Matthew: I think the problem that I keep coming back to is that your argument is contingent upon “If the Bills make the playoffs”, an argument that seems presently unlikely. I’m not saying that Buffalo wasn’t once a football town and I’m absolutely not saying it won’t be again. But right now — here, in the thick of it, I’m saying Buffalo is a hockey town. A chunk of that is because of the disparity in success between the two clubs, and that again will certainly change. But if we’re going off of, “if the Bills make the playoffs”, well, we might be waiting a while longer.

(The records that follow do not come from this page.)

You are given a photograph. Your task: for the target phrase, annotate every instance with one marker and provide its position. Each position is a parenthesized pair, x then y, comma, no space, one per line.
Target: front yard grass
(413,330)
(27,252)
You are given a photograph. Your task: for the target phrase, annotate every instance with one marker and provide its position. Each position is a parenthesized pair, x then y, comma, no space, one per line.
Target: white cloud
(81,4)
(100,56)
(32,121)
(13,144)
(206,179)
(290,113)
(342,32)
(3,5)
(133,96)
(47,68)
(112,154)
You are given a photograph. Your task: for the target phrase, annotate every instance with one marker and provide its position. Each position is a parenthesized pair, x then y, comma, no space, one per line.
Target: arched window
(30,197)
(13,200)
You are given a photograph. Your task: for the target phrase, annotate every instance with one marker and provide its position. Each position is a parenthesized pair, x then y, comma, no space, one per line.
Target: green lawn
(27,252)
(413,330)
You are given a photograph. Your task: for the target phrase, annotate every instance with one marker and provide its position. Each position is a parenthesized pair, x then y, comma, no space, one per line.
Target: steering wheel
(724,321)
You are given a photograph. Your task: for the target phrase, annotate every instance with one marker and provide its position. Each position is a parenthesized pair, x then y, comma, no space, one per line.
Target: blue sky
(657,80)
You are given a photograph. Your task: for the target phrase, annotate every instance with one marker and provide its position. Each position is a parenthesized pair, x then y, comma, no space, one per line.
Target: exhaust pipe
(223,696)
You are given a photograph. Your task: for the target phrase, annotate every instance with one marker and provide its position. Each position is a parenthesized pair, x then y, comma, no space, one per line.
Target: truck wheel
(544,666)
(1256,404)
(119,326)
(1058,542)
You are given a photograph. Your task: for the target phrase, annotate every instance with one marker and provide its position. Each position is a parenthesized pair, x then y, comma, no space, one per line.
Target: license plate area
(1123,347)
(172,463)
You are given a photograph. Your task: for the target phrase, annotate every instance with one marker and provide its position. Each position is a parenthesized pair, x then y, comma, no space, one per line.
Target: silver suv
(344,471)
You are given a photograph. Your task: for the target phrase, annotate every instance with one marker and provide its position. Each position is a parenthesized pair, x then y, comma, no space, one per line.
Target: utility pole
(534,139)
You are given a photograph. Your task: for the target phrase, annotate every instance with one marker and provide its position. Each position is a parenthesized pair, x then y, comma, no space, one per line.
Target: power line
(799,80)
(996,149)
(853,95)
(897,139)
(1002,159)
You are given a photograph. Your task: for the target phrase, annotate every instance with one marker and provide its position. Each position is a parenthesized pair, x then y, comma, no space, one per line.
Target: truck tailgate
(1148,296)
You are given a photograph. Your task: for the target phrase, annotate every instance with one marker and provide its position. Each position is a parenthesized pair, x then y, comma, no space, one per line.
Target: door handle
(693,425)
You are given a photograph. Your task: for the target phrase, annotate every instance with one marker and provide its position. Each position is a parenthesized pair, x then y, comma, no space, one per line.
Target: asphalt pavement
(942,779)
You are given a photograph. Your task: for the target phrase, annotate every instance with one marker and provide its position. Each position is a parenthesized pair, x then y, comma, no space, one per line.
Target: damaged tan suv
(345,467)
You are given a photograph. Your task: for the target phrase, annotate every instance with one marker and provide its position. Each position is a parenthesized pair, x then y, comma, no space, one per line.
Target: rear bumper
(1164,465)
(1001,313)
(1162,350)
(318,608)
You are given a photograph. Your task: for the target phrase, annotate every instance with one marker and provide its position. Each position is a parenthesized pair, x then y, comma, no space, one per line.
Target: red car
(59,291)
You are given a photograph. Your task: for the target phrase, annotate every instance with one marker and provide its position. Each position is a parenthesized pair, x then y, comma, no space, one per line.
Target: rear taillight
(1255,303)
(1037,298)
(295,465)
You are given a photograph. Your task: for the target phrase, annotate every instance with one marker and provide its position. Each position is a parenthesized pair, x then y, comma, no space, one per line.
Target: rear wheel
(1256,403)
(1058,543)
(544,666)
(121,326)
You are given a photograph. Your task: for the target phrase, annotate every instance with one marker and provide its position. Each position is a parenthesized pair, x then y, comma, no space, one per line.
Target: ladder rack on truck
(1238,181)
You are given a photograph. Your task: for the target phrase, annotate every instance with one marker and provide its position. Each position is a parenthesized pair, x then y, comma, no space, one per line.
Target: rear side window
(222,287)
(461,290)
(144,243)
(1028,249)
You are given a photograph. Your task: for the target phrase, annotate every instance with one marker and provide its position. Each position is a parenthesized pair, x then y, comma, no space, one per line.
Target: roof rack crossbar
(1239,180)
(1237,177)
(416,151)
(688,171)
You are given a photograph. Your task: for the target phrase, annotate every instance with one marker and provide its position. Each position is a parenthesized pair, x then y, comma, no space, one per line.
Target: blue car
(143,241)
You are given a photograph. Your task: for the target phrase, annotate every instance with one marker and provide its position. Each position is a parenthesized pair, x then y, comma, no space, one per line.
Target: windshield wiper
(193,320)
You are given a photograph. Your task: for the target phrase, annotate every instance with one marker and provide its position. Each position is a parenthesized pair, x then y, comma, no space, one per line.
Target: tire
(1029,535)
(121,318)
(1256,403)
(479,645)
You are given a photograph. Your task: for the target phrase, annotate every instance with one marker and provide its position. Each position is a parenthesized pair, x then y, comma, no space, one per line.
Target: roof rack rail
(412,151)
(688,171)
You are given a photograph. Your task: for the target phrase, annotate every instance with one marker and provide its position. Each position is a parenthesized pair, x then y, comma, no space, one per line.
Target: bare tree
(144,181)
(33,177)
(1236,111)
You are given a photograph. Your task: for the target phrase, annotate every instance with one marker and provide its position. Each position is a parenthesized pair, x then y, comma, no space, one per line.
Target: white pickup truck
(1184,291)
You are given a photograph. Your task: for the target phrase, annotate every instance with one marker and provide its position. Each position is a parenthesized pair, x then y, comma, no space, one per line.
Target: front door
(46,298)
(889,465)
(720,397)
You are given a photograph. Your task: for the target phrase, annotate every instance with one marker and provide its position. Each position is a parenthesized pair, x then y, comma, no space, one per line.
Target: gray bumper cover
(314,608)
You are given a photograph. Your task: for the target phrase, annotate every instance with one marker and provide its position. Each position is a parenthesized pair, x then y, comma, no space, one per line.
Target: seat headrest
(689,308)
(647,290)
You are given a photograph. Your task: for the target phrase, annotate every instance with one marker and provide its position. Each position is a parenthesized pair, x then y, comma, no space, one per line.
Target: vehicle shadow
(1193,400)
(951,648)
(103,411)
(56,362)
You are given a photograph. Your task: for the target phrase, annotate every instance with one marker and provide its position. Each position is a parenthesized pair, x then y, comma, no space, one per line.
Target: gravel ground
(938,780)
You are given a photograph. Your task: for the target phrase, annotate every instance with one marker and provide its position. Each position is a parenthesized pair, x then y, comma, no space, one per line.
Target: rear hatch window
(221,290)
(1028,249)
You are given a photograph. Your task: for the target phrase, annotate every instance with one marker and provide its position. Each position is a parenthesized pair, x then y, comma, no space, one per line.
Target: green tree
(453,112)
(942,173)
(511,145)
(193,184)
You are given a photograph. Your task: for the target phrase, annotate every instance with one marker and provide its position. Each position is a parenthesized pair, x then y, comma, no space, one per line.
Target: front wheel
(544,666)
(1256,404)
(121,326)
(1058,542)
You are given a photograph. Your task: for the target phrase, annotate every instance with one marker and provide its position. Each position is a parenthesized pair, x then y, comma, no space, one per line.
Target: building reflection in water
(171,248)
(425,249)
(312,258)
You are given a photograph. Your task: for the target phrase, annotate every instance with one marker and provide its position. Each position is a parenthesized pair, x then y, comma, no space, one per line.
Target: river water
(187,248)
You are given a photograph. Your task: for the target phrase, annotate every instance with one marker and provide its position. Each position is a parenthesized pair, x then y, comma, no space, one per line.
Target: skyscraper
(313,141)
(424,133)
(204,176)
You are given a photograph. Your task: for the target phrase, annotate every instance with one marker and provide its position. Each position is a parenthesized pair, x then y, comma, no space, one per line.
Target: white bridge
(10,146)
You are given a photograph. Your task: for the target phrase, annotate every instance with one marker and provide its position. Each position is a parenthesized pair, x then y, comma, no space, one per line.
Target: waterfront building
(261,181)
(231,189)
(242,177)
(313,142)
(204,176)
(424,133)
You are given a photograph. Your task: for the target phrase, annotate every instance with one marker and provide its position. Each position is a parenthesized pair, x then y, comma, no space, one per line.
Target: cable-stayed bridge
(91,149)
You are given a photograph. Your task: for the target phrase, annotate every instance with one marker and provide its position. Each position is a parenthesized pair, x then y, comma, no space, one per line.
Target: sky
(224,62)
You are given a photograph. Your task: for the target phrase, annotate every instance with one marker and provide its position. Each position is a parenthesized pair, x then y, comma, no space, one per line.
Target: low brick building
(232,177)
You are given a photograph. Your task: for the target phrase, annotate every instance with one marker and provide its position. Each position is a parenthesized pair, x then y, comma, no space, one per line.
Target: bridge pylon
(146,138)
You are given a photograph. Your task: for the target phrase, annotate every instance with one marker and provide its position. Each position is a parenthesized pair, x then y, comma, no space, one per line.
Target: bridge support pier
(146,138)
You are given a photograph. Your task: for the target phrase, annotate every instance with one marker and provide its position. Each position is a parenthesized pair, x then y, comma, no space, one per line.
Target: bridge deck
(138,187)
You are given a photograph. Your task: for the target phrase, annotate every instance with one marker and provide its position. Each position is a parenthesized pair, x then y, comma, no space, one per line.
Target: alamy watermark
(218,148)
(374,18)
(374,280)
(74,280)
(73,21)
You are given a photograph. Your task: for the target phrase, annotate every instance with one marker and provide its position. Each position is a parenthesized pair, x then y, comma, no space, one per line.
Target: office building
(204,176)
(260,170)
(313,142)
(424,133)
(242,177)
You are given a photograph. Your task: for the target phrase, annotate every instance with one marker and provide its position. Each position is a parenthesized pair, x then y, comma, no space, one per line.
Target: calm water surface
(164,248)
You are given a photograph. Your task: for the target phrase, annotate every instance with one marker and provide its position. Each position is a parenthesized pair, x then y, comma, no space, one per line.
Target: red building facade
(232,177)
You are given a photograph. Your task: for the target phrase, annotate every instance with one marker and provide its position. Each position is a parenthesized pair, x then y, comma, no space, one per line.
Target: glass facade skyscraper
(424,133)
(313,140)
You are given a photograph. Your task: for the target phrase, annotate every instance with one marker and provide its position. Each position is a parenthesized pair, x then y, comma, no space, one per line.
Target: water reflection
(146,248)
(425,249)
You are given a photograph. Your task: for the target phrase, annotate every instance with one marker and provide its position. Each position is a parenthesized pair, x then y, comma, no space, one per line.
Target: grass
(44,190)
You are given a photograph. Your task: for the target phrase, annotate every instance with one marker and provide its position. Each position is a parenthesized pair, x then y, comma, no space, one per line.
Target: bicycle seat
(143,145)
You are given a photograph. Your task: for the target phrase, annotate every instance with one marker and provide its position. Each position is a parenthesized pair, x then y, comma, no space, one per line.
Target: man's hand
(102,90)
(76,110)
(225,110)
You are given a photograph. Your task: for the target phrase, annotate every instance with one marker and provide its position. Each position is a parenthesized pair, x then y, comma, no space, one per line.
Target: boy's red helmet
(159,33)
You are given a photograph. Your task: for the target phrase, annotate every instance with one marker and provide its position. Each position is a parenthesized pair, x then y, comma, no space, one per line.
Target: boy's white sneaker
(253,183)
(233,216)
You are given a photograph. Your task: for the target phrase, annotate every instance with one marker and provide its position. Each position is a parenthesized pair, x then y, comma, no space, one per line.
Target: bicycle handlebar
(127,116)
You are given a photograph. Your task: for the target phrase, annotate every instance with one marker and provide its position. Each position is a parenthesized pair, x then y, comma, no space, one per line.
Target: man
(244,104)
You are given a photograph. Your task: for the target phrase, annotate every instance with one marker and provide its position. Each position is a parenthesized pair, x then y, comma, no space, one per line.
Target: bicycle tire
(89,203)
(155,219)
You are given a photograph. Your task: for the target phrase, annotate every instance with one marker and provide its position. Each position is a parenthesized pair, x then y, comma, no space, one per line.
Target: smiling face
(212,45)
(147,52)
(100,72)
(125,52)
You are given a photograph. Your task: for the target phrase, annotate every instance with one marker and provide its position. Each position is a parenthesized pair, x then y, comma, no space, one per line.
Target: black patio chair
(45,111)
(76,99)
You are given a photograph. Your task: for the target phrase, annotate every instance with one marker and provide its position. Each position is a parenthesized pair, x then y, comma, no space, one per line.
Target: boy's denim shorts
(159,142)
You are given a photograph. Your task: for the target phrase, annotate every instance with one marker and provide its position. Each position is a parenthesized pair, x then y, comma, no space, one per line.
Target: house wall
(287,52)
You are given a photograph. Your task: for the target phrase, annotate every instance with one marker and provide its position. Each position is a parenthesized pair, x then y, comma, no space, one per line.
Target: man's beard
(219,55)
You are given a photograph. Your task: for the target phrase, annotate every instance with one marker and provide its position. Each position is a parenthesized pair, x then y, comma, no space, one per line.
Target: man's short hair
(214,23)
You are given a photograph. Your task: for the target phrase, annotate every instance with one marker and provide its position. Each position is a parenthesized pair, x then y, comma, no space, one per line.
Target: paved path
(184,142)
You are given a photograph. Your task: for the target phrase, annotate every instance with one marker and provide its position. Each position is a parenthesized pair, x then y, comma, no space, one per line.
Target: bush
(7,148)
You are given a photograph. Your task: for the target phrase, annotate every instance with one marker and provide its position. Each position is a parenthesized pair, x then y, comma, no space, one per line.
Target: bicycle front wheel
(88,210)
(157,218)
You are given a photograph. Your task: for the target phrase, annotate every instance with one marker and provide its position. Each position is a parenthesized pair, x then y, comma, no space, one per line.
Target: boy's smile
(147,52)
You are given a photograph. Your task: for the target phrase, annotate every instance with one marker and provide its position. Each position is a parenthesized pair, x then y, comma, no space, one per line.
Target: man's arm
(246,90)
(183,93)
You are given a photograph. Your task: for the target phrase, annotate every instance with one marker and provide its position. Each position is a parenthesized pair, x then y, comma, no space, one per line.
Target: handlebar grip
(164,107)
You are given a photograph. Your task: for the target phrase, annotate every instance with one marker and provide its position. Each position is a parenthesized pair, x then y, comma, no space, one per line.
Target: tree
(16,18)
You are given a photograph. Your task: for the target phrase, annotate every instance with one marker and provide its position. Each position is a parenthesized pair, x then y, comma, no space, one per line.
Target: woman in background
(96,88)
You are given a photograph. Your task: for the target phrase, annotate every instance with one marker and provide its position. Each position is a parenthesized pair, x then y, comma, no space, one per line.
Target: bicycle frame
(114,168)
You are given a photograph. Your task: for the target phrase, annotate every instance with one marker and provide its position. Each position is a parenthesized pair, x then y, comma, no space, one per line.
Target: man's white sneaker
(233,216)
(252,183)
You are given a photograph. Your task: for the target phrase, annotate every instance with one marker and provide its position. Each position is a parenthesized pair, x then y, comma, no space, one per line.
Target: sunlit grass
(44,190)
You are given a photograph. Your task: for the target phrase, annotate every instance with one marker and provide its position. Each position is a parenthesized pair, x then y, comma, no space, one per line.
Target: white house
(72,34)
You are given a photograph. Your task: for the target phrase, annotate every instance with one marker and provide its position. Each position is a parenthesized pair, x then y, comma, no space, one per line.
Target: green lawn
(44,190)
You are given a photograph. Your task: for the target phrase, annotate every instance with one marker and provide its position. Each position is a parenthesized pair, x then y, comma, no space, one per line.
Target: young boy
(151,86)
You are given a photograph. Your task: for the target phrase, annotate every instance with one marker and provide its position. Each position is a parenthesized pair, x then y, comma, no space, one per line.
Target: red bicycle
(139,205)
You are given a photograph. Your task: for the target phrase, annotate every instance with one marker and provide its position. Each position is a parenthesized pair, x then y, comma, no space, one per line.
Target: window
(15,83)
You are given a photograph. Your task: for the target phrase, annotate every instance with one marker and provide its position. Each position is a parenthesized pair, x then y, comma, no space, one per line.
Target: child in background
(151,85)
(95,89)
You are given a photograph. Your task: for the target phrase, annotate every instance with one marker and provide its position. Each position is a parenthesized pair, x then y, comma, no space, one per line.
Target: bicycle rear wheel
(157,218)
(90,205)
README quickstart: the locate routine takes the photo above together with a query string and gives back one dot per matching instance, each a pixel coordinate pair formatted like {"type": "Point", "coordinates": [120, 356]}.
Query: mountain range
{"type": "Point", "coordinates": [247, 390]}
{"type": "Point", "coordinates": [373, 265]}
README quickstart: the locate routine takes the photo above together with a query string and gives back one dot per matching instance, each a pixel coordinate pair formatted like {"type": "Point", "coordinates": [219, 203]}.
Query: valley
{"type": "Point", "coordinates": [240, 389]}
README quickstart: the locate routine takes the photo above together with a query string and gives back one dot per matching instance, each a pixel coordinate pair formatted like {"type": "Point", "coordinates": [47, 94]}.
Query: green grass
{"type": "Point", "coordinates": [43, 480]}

Brian: I understand that I keep going back to that point.  For me, this comes down to if all things are equal, what does the city of Buffalo love more, the Bills or the Sabres?  So with the Sabres making the playoffs the last two years, I am trying to reset the barometer for what we are comparing here.  I am also trying to not use the bottled up energy about the playoffs for the Bills as an argument as well.  My argument goes back to the point that die hard fans of either or both teams cancel each other out.  The winner in this argument are the Bills because they get more casual fans emotionally attached to watching the games than the Sabres do.  As die hard fans, we are surrounded by other die-hard fans and sometimes it is more difficult to remember the casual fan.  Football is a made for as a TV sport and hockey is a made to watch in person.  That television component has allowed people to develop a love affair with the Bills that they have yet to develop with the Sabres.  How many times have you heard someone say after their first live hockey game how amazing it was?  Almost everyone. The Sabres haven’t built that love the way the Bills and NFL have through their television production capabilities.